While I didn't choose the least dominant puppy I chose Xander because he was more laid back and relaxed which is what I wanted. There were two females that were clearly the most dominant in the litter. It was amazing seeing the personality differences. 

I guess being laid-back and non-dominant are similar...


----------



## Tammy GSD (Dec 26, 2010)

8 weeks right after we brought her home:








9 weeks, retrieving for the first time:









16 weeks old. Not too terribly much change, just yet.










17 Weeks


----------



## KendraLovey (Jan 17, 2011)

She has an awesome color!


----------



## emsoskar (Oct 17, 2008)

You probably should have added "Breeder matched based on family situation, dog expectations, etc" or something of that nature. A lot of people selected other in the poll, and I'm willing to bet that most of them were paired with a dog from a breeder. Mine are rescues, but just saying...


----------



## vicky2200 (Oct 29, 2010)

Actually, I wanted a black and tan female but when I got there, there was none left : / So I had my choice of sables and one all black female. I really was drawn to the all black one because she was stuck to me like glue. However, one looked alot like a dog that we had that passed away about a year before (a mutt) and I couldn't bring myself not to pick her! So glad I did. I don't have any pics of Ditto between about 8 weeks and 6 months. 









about 8weeks








about 6 months


Her color didn't change too much, just looks cleaner I guess. Her color is the same now at almost 3yrs but she looks much more mature.


----------



## doggiedad (Dec 2, 2007)

i wanted a blk&red dog. when i got my pup he wasn't really red.
the breeder told me he'll darken with age. by the time he was 2 yrs old
he became very red and his black is really glossy/rich.


----------



## doggiedad (Dec 2, 2007)

when you want "pick of the litter" there's no
matching the pup with the family.



emsoskar said:


> You probably should have added "Breeder matched based on family situation, dog expectations, etc" or something of that nature. A lot of people selected other in the poll, and I'm willing to bet that most of them were paired with a dog from a breeder. Mine are rescues, but just saying...


----------



## Antonia_Tertia (Feb 19, 2011)

We didn't care about coat color at the time. We wanted a dog who would be less likely to have hip problems, since we are big walkers and hikers. Our dog's mom was bred in Germany and came to the U.S. pregnant with Nero and his sibs, so we were hoping that strict German hip standards might reduce the likelihood of hip dysplasia. 

It was just lucky that he was black and red, a coloring which we now absolutely love.
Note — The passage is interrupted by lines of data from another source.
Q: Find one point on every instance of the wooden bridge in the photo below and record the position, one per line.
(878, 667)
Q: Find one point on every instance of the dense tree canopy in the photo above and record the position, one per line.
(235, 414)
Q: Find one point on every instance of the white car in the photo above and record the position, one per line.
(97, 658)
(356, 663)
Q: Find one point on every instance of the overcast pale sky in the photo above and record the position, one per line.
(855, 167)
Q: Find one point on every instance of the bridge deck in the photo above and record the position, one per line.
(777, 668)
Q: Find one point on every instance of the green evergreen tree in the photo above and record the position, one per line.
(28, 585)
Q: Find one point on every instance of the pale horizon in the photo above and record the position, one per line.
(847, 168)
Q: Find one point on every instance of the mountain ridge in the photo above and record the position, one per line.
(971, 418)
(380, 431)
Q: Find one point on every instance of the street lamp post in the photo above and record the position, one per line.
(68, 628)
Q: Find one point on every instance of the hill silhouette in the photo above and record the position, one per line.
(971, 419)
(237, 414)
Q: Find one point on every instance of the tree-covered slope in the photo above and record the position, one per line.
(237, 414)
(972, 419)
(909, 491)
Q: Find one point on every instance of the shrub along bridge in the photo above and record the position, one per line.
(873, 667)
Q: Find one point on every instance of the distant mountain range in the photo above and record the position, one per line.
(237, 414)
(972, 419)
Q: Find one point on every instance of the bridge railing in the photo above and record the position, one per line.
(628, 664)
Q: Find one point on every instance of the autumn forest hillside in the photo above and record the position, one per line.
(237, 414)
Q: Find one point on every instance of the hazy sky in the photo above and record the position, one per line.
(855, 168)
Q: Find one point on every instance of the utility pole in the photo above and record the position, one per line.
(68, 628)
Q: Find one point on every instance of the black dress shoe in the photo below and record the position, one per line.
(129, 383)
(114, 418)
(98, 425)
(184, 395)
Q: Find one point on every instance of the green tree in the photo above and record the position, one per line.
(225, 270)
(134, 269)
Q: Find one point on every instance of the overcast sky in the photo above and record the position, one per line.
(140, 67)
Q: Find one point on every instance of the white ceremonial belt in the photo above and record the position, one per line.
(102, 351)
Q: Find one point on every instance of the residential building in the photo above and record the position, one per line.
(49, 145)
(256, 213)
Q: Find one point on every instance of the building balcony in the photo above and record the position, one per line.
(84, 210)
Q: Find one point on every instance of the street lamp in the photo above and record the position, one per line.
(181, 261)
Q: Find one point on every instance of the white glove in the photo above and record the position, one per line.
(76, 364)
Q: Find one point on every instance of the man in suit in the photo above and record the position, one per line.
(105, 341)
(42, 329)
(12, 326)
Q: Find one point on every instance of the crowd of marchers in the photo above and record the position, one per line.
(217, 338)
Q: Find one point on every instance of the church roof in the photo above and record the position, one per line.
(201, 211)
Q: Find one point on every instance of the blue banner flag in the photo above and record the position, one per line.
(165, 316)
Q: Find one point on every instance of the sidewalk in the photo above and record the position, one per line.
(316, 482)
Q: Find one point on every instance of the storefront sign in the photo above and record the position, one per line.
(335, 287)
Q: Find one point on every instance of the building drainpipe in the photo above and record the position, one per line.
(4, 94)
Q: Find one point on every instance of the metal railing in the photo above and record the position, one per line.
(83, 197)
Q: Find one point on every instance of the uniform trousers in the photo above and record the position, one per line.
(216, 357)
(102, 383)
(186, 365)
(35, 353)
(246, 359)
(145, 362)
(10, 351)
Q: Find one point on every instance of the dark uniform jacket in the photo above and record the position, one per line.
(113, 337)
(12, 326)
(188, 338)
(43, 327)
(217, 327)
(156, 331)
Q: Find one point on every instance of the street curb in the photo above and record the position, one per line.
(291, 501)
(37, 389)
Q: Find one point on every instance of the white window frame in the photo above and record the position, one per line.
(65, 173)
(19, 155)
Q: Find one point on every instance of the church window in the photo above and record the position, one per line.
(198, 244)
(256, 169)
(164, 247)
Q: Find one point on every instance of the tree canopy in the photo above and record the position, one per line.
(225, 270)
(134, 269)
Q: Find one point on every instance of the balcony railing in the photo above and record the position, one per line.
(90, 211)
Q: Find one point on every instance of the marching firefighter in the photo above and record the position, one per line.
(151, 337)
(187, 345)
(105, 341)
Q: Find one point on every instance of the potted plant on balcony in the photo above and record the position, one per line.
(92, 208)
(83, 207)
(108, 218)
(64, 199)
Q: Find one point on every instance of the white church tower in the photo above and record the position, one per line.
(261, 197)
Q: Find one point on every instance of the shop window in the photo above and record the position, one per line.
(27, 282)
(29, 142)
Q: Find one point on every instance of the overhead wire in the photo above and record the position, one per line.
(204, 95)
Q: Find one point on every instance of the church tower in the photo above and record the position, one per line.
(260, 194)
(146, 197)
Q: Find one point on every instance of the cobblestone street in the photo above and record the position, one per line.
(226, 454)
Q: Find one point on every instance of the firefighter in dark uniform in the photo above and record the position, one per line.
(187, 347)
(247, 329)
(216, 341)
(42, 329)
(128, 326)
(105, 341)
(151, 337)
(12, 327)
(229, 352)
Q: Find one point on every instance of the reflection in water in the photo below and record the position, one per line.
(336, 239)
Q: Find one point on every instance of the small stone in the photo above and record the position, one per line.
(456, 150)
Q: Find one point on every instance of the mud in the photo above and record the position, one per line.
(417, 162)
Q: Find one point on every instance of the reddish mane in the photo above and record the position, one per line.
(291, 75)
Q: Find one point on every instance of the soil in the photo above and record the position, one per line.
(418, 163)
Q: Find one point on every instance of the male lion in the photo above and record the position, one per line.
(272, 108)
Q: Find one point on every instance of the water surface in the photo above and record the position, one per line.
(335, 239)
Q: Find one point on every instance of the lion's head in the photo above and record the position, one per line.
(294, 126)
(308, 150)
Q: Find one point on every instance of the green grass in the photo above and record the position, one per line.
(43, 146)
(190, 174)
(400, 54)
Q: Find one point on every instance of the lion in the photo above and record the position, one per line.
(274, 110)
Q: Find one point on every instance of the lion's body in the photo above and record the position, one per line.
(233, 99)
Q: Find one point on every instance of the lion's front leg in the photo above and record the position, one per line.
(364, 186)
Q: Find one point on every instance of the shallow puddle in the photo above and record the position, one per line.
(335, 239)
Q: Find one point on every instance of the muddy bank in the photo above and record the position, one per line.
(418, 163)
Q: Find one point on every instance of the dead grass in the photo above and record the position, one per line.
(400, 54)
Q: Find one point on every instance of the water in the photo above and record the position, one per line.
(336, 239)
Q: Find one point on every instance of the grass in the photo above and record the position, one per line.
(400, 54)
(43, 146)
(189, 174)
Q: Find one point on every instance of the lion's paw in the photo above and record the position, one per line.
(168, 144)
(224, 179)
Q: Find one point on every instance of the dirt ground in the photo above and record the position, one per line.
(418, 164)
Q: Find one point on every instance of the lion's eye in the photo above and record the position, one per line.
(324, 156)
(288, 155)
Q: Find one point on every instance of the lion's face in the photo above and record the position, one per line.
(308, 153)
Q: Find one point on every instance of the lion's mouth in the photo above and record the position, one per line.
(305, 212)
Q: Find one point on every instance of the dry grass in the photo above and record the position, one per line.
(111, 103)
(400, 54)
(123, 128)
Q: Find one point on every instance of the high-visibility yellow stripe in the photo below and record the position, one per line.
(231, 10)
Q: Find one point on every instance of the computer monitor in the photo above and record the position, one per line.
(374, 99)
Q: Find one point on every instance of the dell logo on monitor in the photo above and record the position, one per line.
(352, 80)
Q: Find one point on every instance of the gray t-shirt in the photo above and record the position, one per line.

He was much darker as a puppy, but his reds came in quickly. His black saddle has developed lighter speckles along the spine as he matures.


----------



## cassadee7 (Nov 26, 2009)

I chose 'other' because I let the breeder pick. I just wanted a female, but she matched the right pup to our family.


----------



## momtoshadow (Jan 17, 2011)

We wanted a sable female. There were 5 in the litter, the breeder chose the best one for our family out of the 5. I will try and post some pics later!


----------



## Justin0406 (Jun 18, 2010)

*Sable GSD color change - 2 - 10 months*

Sable GSD color change -


----------



## bruiser (Feb 14, 2011)

*Re: Bruiser*

We picked out a puppy with the help of our breeder. We talked about our lifestyle, home, and our other dog. Since he had a good idea of the pups personality we worked together to select the right pup just for us. Our breeder is very pro-active in working with his pups and his clients.


----------